This is a classic embedded world problem as to what to do with reserved bits! First, you should NOT write randomly into it lest your code becomes un-portable. What happens when the architecture assigns a new meaning to the reserved bits in future? Your code will break. So the best mantra when dealing with registers having reserved bits is Read-Modify-Write. i.e read the register contents, modify only the bits you want and then write back the value so that reserved bits are untouched ( untouched, does not mean we dont write into them, but in the sense, that we wrote that which was there before )
For example, say there is a register in which only the LSBit has meaning and all others are reserved. I would do this
ldr r0,=memoryAddress
ldr r1,[r0]
orr r1,r1,#1
str r1,[r0]
If there is no other clue in the documentation, write a zero. You cannot avoid writing to a few reserved bits spread around in a 32-bit register.
Read-Modify-Write should work most of the time, however there are cases where reserved bits are undefined on read but must be written with a specific value. See this post from the LPC2000 group (the whole thread is quite interesting too). So, always check the docs carefully, and also any errata that's available. When in doubt or docs are unclear, don't hesitate to write to the manufacturer.
Ideally you should read-modify-write, no guarantee for success, when you change to a newer chip with different bits, you are changing your code anyway. I have seen vendors where writing zeros to the reserved bits failed when they revved the chip and the code had to be touched. So there are no guarantees. The biggest clue is if in the vendors code you see a register or set that are clearly read-modify-write or clearly just a write. This could be different developers writing different sections of the example or there is a register in that peripheral that is sensitive, has an undocumented bit, and needs the read-modify-write.
On the chips that I work on I make sure that undocumented (to the customer), but not unused bits are marked in some way to stand out from other unused bits. We normally mark unused/reserved bits as zero, and these other bits get a name, and a must write this value marking. Not all vendors do this.
The bottom line is there is no guarantee, assume all documentation and example programs have bugs and you have to hack your way through to figure out what is right and what is wrong. No matter what path you take (read-modify-write, write zeros, etc) you will be wrong from time to time and have to re-do the code to match a hardware change. I strongly suggest that if a vendor has a chip id of some sort, that your software reads that ID and if it is an id that you have not tested your code against, declare a failure and not program that part. In production testing long before a customer sees the product, the part change will get detected and software will be involved in understanding the reason for the part change, the resolution being the alternate part is not compatible and rejected or the software changes, etc.

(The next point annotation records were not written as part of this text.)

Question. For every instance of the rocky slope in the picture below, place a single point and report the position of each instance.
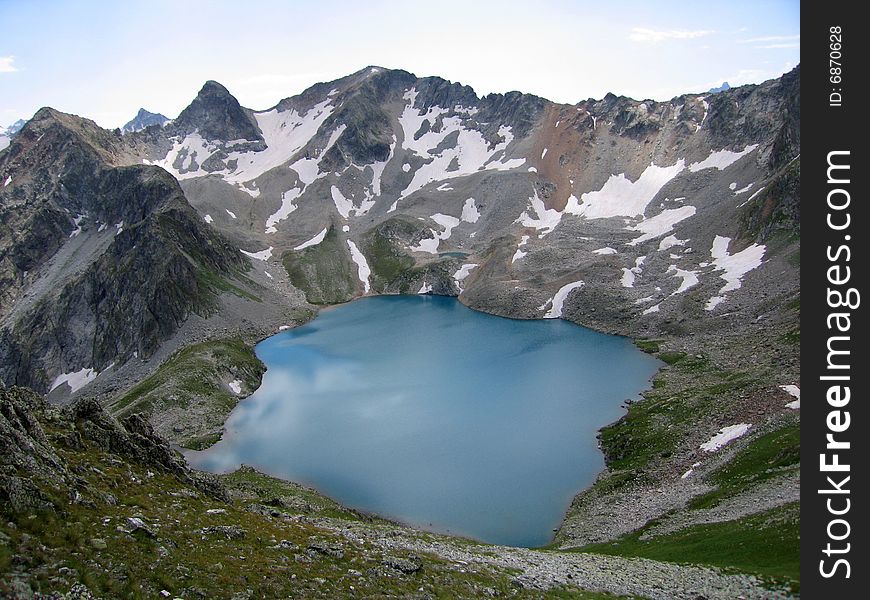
(142, 120)
(676, 223)
(96, 508)
(101, 262)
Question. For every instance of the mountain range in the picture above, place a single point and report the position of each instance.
(675, 223)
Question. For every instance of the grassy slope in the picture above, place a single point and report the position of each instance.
(196, 375)
(765, 544)
(683, 394)
(272, 556)
(324, 272)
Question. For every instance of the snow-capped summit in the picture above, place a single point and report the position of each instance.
(142, 120)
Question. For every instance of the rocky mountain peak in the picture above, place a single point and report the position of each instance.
(216, 114)
(143, 119)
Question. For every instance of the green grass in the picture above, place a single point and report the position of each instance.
(766, 457)
(197, 374)
(324, 272)
(654, 427)
(59, 548)
(648, 346)
(387, 261)
(766, 544)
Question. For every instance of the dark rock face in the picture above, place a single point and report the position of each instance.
(218, 116)
(144, 119)
(30, 464)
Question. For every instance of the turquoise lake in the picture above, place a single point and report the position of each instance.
(423, 411)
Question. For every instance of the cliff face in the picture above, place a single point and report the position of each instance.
(99, 262)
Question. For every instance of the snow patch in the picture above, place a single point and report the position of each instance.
(288, 205)
(621, 197)
(651, 310)
(313, 241)
(734, 266)
(628, 275)
(558, 300)
(470, 212)
(690, 279)
(470, 154)
(721, 159)
(261, 255)
(670, 242)
(75, 380)
(751, 198)
(77, 222)
(463, 272)
(743, 189)
(725, 435)
(545, 220)
(520, 253)
(660, 224)
(430, 245)
(795, 392)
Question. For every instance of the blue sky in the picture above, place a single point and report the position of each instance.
(103, 60)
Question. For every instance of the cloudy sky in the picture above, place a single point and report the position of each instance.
(103, 60)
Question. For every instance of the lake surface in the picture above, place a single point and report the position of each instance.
(424, 411)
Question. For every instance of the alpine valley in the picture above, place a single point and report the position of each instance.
(139, 268)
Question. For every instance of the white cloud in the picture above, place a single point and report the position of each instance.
(771, 38)
(644, 34)
(6, 65)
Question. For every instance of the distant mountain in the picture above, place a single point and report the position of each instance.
(142, 120)
(676, 223)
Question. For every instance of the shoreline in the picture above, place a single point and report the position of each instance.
(552, 534)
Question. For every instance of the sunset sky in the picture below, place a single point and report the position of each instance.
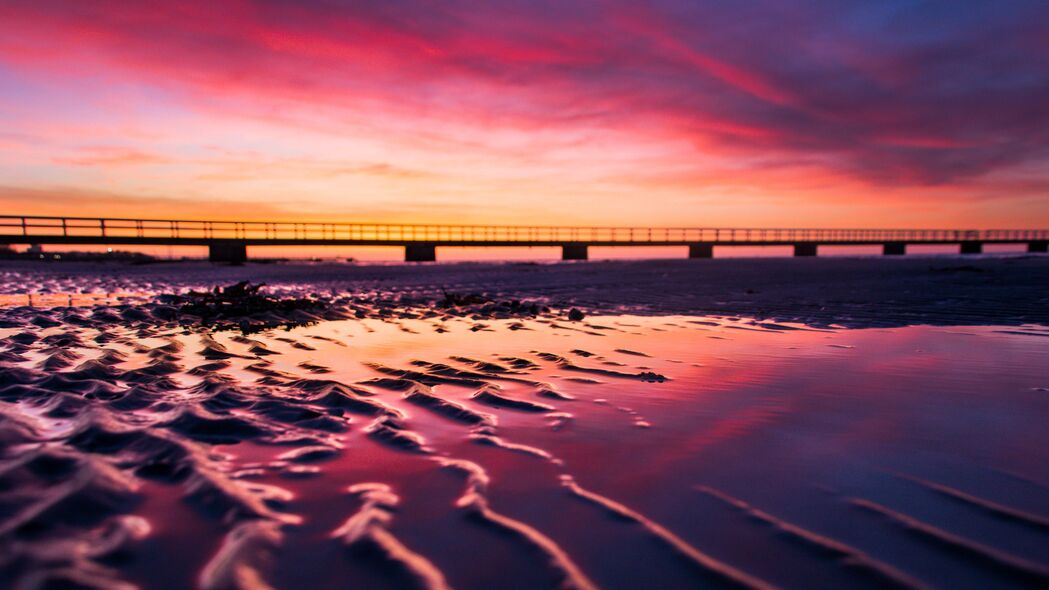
(820, 113)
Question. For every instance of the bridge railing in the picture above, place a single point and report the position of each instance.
(40, 227)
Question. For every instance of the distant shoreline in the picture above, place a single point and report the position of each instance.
(832, 291)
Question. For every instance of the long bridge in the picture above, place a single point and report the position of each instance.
(228, 241)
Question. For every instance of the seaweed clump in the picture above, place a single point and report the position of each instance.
(244, 307)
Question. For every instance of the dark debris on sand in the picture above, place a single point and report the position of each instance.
(243, 307)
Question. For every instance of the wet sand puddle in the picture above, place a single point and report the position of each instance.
(618, 451)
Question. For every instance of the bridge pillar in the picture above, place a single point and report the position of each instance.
(230, 252)
(805, 249)
(574, 251)
(420, 253)
(701, 250)
(894, 249)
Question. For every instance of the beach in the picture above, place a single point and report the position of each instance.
(754, 423)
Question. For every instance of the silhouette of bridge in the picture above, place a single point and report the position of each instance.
(228, 241)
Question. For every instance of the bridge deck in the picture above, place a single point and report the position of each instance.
(420, 240)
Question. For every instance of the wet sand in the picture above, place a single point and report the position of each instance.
(385, 440)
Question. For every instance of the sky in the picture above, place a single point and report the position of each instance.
(699, 113)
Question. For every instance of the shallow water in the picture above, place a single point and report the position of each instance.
(620, 451)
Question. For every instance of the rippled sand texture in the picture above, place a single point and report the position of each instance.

Reserved most of the time mean that they aren't used in this chip, but they might be used on feature devices (other product line). (Most chip manufacturers produce one peripheral driver and they use it for all there chips. This way it's mostly copy past work and there is less change for errors) Most of the time it doesn't matter if you write to reserved bits in peripheral registers, this because there isn't any logic attached to it.
It is possible that if you write something to it, it won't be stored and next time you attempt to read the register / bits it seams unchanged.